Residents can let their water trickle all winter and the Water Board will take $40 off their bill. Learn to live through winters with dripping water.
Cheryl Dutton told WIVB last week that her family leaves their basement faucet running all winter long.
"We can't sell our house," Cheryl said. "What are we going to tell them they have to keep the water running all winter? We can't sell it if we wanted to."
Amy Wakefield told the Gazette, she and her husband take half days at work alternately to make sure running faucets with their thin stream of water keep dripping and do not freeze.
Over the weekend Water Authority crews were out at Wayne Edward's house connecting a hose from his neighbors house so he can have running water.
As for the $40 discount on the bill, Edwards told WIVB, "They said run your water until the better weather comes along in April or May so we did. It cost us $600, the water bill."
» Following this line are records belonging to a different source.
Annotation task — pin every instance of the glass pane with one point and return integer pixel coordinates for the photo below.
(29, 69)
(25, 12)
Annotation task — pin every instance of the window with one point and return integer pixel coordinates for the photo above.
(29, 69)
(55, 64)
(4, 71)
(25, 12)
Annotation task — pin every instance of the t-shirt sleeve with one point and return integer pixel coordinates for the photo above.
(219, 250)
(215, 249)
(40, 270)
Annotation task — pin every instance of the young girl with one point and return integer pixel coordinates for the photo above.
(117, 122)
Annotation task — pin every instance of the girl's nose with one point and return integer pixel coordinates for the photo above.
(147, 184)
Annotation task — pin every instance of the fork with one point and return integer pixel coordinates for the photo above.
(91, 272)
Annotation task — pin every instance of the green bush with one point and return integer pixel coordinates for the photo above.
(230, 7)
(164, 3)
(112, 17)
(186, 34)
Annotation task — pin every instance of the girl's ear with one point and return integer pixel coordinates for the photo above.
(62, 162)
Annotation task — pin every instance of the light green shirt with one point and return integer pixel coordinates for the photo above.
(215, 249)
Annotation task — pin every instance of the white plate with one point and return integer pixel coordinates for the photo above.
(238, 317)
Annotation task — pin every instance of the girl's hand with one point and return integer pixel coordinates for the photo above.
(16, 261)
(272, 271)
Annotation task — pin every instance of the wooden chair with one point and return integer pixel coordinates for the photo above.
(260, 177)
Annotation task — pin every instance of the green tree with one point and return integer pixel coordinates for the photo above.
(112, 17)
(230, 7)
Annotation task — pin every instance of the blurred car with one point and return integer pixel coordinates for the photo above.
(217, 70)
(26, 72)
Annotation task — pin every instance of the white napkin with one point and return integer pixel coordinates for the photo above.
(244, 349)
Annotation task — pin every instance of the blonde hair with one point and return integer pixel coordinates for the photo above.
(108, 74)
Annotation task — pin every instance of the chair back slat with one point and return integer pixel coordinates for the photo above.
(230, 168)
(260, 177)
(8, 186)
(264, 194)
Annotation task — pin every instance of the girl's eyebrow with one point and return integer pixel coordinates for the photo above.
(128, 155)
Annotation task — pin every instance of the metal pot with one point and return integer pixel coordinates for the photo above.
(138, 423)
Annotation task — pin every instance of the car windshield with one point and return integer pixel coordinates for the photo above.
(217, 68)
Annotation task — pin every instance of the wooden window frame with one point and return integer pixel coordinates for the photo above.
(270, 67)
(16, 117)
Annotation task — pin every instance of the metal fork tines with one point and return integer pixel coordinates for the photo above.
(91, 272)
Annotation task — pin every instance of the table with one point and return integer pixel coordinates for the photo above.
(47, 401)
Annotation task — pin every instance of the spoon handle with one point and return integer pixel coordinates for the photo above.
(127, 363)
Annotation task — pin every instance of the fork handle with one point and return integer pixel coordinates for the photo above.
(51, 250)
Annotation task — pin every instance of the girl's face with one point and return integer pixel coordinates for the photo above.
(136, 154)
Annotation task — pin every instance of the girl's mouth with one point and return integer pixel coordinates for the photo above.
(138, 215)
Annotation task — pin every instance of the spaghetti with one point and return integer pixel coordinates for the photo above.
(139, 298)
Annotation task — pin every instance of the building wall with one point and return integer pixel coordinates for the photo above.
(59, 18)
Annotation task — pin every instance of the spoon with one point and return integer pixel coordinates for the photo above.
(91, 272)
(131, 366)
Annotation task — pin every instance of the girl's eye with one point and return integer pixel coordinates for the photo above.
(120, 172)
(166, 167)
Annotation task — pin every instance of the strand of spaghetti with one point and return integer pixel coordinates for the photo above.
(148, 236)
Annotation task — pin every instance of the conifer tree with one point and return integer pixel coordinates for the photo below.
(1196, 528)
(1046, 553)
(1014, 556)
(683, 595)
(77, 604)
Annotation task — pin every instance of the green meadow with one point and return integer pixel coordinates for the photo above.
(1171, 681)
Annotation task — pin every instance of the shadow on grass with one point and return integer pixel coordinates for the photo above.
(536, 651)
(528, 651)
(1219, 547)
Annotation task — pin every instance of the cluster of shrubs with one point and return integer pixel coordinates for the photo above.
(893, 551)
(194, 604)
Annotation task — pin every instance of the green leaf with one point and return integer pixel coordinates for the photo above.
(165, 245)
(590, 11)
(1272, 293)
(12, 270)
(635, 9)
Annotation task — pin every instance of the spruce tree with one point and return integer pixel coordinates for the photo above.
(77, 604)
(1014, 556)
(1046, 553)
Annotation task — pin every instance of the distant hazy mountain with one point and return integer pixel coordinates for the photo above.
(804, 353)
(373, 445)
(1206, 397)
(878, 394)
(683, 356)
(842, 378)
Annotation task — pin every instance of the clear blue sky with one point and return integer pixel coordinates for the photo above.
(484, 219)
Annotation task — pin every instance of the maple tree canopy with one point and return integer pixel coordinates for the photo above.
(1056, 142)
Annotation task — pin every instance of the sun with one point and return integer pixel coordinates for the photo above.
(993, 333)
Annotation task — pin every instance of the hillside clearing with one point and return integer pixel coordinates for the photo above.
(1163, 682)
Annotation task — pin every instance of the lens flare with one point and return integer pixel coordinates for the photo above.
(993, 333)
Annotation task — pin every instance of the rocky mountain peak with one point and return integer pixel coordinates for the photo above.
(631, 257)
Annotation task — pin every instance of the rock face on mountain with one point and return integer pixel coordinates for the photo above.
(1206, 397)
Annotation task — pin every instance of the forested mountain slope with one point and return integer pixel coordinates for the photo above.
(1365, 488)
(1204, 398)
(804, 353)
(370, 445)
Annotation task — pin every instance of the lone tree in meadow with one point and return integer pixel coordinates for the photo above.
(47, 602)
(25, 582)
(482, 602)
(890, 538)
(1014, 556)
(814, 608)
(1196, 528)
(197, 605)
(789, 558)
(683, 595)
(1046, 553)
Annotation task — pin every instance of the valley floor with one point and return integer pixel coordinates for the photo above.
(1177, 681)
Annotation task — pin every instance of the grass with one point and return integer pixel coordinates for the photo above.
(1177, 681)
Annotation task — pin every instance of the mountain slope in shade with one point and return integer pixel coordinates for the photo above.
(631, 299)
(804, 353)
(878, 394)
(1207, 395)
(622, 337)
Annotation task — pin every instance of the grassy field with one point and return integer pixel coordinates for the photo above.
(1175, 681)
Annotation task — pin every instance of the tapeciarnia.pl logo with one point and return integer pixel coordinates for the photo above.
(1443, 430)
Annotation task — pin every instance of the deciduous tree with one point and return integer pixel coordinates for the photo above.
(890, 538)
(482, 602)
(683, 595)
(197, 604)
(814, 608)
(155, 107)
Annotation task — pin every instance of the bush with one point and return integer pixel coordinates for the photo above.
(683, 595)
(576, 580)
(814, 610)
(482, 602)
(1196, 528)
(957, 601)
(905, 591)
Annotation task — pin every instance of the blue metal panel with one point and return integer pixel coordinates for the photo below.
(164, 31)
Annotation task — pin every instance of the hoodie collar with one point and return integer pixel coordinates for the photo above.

Angelle Phillips told the Gazette, "The city says 'talk to the water board,' the water board says 'it's our problem,' and we never get an answer. We don't even know who to ask anymore."
No More Studies Needed
So what is the solution?
Like Mallone of Accadia said, "You need to redo the water line, excavate it down to a depth below the freeze line. Re-cut the road. Do all the inter-connects, run the new services to the main deck."
Up until now the Water Board and the Dyster administration told residents it's the cold weather, and not the city's fault.
In a show of stunning non transparency, Dyster refused to share the study which was undertaken to find out the cause of the problem which Dyster claims states the frozen pipes are solely caused by cold weather.
Last weekend he says he is going to spend more taxpayer money with outside consultants to further study the cause of the problem.
According to WGRZ, "Mayor Dyster says city hired engineers and crews will examine the bedrock and soil composition beneath the street as part of their search for a solution."
We recommend that before he spends another dime - Dyster should release the original study.
The media should press him on that.
The council should insist.
For our part, we filed a FOIL request for a copy of the 2014 report, paid by taxpayers, that allegedly says the whole problem is cold weather and not the stupid blunders of the Dyster administration.
Frankly we know better.
We knew better in 2014.
And at that time, we told you so!
|To fix the problem, the recently paved road will have to be dug up.